When I was trying to understand the definition of conformal map I got confused. A conformal map is a function $f: U \to \mathbb C$ where $U \subset \mathbb C$ such that $f$ preserves local angles.

But what is the definition of a local angle?

I had no trouble imagining the meaning of oriented angle. But the meaning of local angle... I cannot guess what it is. I tried to find a definition on the internet but the search results were all unhelpful.

Also... in the article it seems that conformal and biholomorphic (=holomorphic and bijective) are used as synonyms.

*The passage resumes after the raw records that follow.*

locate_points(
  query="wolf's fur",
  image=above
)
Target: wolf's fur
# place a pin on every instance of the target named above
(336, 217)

Is a map conformal if and only if it is bijective and holomorphic?

Answer 1

Lets say you have two straight lines in the complex plane, $\gamma_1(t) = a_1 + d_1 t$ and $\gamma_2(t) = a_2 + d_2 t$, and lets further stipulate that there are $t_1$ and $t_2$ such that $\gamma_1(t_1) = \gamma_2(t_2)$. Now, $d_1$ and $d_2$ are complex numbers, so we can see that the angle between the lines where they meet is $\arg(d_2) - \arg(d_1).$

If $f:\mathbb{C} \to \mathbb{C}$ is a general function, then $g_1 = f\circ\gamma_1$ and $g_2 = f\circ\gamma_1$ might not be straight lines, but we want to find a way to talk about the angle between $g_1$ and $g_2$. When they were straight lines it was pretty easy, but now, if $f$ is differentiable as a transformation of $\mathbb{R}^2,$ they are only curves. To find their direction at any moment, we define $$g_1'(t_0) = \frac{dg_1}{dt}(t_0) = \lim_{h\to 0} \frac{g_1(t+h) - g(t)}{h}$$ as you would expect, and you can see that this is a complex number if we think of $\mathbb{C}$ as being the codomain of $g_1$, or $\mathbb{R}^2$, if we think of it as being vector valued.

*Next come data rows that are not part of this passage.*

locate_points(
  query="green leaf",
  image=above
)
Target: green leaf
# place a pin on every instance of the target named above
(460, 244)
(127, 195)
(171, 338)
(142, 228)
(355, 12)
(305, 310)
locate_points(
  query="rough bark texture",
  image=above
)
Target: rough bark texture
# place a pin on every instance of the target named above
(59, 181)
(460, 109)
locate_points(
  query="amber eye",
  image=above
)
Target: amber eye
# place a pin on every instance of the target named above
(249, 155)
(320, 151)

So, we know that $g_1(t_1) = g_2(t_2)$ and we can calculate $\arg(g_2'(t_2)) - \arg(g_1'(t_1))$ to find the angle between these momentary directions. Its this quantity that they are calling the "local angle". Its the right generalisation for the angle between lines to the angle between curves.

It turns out that, if $f:\mathbb{R}^2\to \mathbb{R}^2$ and $f(a, b) = (u(a, b), v(a, b))$ then we can define $$f' = \begin{pmatrix} \frac{ \partial u }{\partial x} & \frac{ \partial u }{\partial y} \\ \frac{ \partial v }{\partial x} & \frac{ \partial v }{\partial y} \end{pmatrix}$$ and if a curve $c : \mathbb{R} \to \mathbb{R}^2$ is differentiable at $a$ then $(f\circ c)' = f' c'$ where the operation between the terms on the RHS is matrix multiplication. Now, if you think about what the Cauchy-Riemann equations say about complex differentiable functions, then either $f' = 0$ or $f'$ is a rotation and a dilation. So, complex differentiability implies that the derivative of the function is $0$ or it will rotate directions of curves at the same point by the same amount, and then change their length by a scaling factor. This implies you cannot have changed the angle between curves, and so $f$ is conformal if its complex differentiable and its derivative is non zero.

Regarding your second question, $exp$ is conformal and holomorphic, but its not a bijection.

Hope that helps.

Answer 2

This means that the derivative of $f$ is a linear map that preserves angles (so it's a combination of scaling and rotation). Maybe it's helpful to look at this picture from Wikipedia: infinitesimally, the grid blocks are being rotated and scaled.

Holomorphic functions with nonzero derivative always have this property; if you write $f'(z_0) = r e^{i \theta}$, then locally at $z_0$, $f$ is a scaling by $r$ and rotation by $\theta$.

No, a conformal map, in the usual definition, is only a local biholomorphism in general - in other words, at any $z_0$, there's an open neighborhood $U$ such that $f : U \rightarrow f(U)$ is a biholomorphism. A counterexample is $f(z) = e^z$ on $\mathbb{C}$, which has nonzero derivative everywhere (so it's conformal) but it's not injective.